What were Paul's chief concerns in writing his first letter to the Corinthians?
There is no particular reason to suppose that any one concern or any one set of concerns need have dominated Paul's thought in writing his first letter to the Corinthians. He was responding to the gossip or news he had received from Chloe's envoys, as well as answering specific questions put to him by the Church at Corinth, and finally expressing his own views on the risen Christ as the exemplar of Christians. Some of the problems he addresses may be regarded as isolated and not characteristic of any special tendency, though of course no less grave for that. Such problems are the case of 'incest'(1) and recourse to secular courts. But a preliminary glance at the community of Corinth suggests that a particular direction of thought may be connected with the nature of the community.
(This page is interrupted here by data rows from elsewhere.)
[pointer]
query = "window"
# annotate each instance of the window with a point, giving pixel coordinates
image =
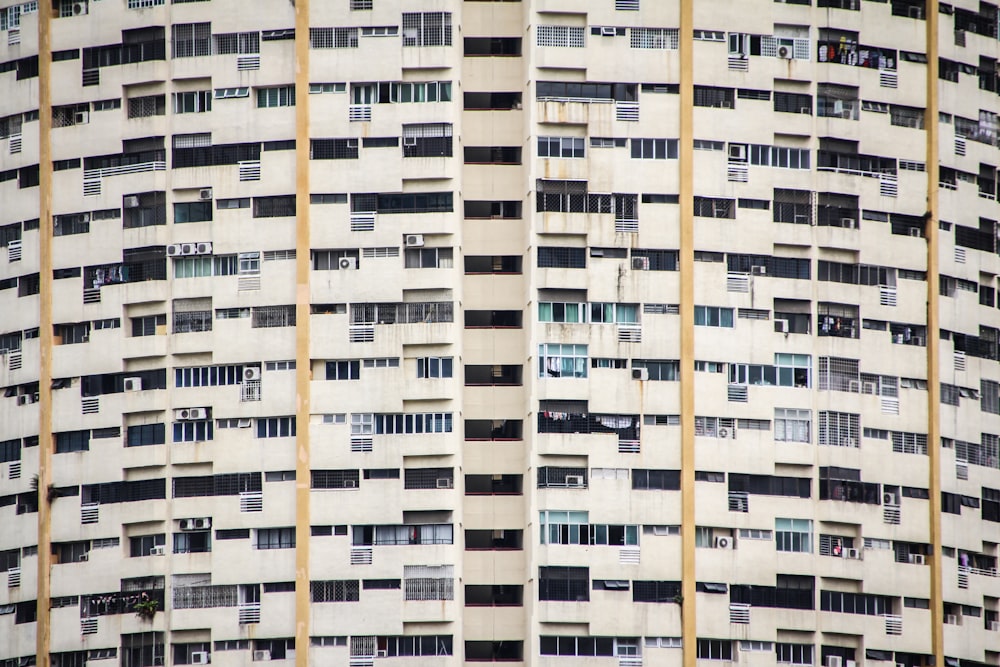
(191, 39)
(841, 429)
(427, 29)
(434, 367)
(275, 427)
(562, 360)
(793, 535)
(792, 425)
(343, 370)
(196, 211)
(195, 542)
(334, 591)
(654, 149)
(198, 101)
(572, 147)
(713, 316)
(145, 434)
(564, 583)
(275, 538)
(559, 35)
(281, 96)
(193, 431)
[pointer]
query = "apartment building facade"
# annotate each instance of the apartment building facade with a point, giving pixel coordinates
(370, 332)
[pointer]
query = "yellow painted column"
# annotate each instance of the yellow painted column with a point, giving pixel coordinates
(686, 261)
(933, 335)
(303, 371)
(45, 336)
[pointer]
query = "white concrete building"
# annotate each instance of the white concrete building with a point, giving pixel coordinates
(553, 332)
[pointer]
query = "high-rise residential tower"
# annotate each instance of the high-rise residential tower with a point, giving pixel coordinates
(553, 332)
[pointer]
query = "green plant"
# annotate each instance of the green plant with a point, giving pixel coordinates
(146, 608)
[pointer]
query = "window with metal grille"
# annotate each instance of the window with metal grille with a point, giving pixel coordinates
(191, 39)
(714, 207)
(841, 429)
(560, 35)
(792, 425)
(562, 257)
(280, 96)
(427, 140)
(794, 206)
(654, 149)
(275, 538)
(243, 43)
(333, 38)
(427, 29)
(654, 38)
(333, 149)
(334, 591)
(564, 147)
(710, 96)
(564, 583)
(429, 582)
(335, 479)
(274, 207)
(197, 101)
(275, 427)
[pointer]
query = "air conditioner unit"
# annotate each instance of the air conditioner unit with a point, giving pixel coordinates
(188, 414)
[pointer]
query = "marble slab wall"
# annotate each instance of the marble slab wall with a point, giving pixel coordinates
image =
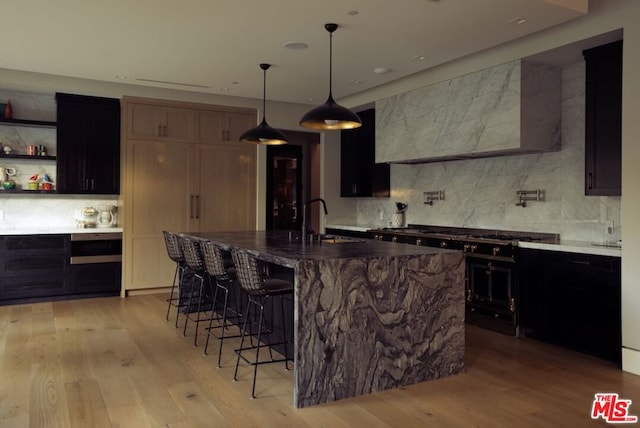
(509, 107)
(482, 192)
(20, 210)
(45, 212)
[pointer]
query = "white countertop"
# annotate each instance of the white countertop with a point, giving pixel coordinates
(353, 228)
(565, 246)
(57, 230)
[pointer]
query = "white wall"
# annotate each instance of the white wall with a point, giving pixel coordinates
(605, 16)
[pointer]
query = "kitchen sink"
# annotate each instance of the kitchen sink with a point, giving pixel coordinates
(335, 239)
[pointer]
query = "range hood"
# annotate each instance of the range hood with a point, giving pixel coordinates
(509, 109)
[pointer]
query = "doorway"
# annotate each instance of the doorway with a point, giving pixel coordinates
(284, 187)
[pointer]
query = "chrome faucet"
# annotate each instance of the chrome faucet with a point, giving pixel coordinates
(305, 229)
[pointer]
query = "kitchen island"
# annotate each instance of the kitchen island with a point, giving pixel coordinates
(368, 315)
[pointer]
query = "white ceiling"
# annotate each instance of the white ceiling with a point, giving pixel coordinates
(215, 46)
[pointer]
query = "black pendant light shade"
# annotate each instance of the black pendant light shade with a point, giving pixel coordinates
(330, 115)
(263, 133)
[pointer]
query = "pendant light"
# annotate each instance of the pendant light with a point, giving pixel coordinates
(330, 115)
(263, 133)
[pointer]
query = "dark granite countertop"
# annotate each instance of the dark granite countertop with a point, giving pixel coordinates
(276, 247)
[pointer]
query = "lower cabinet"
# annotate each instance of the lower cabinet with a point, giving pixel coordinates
(37, 268)
(572, 300)
(33, 266)
(96, 278)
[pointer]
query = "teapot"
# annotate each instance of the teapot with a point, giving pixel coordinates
(107, 216)
(7, 174)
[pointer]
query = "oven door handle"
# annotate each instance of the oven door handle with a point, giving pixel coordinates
(85, 260)
(488, 257)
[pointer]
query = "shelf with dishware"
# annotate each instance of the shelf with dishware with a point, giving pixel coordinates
(29, 157)
(28, 122)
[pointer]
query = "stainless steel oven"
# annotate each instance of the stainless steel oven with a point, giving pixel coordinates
(100, 247)
(96, 263)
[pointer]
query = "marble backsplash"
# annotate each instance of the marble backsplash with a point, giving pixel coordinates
(482, 192)
(20, 211)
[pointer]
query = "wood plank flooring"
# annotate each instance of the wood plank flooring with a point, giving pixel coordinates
(115, 362)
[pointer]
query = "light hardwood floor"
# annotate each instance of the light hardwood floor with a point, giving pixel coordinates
(115, 362)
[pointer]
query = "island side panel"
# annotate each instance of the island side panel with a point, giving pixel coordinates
(370, 324)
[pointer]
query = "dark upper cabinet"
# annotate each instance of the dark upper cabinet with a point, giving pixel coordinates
(88, 145)
(603, 119)
(360, 176)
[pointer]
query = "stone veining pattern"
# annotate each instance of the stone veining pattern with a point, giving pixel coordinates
(367, 325)
(369, 315)
(482, 192)
(492, 110)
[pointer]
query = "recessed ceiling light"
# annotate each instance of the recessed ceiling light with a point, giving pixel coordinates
(296, 46)
(517, 20)
(381, 70)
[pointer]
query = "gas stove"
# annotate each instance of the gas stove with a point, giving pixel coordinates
(492, 293)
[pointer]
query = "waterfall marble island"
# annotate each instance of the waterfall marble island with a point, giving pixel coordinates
(368, 315)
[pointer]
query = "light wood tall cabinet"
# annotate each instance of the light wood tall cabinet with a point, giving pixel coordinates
(204, 184)
(214, 127)
(147, 121)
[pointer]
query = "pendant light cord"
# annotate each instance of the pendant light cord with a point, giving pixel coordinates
(330, 63)
(264, 94)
The most obvious characteristic of this community was fragmentation, fragmentation in numbers and fragmentation in class. This is to be expected from the archaeological and literary findings catalogued by Murphy O'Connor (a fascinating picture in Paul, A Critical Life, p.108 and 265). It was a university city of philosophers and a port-city of dockers, of Jews and Greeks, of residents and migrants, a temporary centre for the great Isthmian Games, with a double-port and the isthmian causeway, over which were dragged most of the ships and goods transported between east and west of the mediterranean. It was a fast and loose city: korinqia,zein was an expression for sexual licence; there were reported to be over 1,000 licenced sacred prostitutes. The saying non cuivis homini contingit adire Corinthum carries in it a leer (wink, wink). Contributory to the fragmentation is the size of houses: Murphy O'Connor maintains that no room yet found would admit comfortably more than two score people. Rather than one large community, there must have been several different groups. The small synagogue-type communities which resulted gave plenty of opportunity for rivalry and dissension between converts of Peter, Paul and Apollos, and for exclusion of the poor from the main supper-room.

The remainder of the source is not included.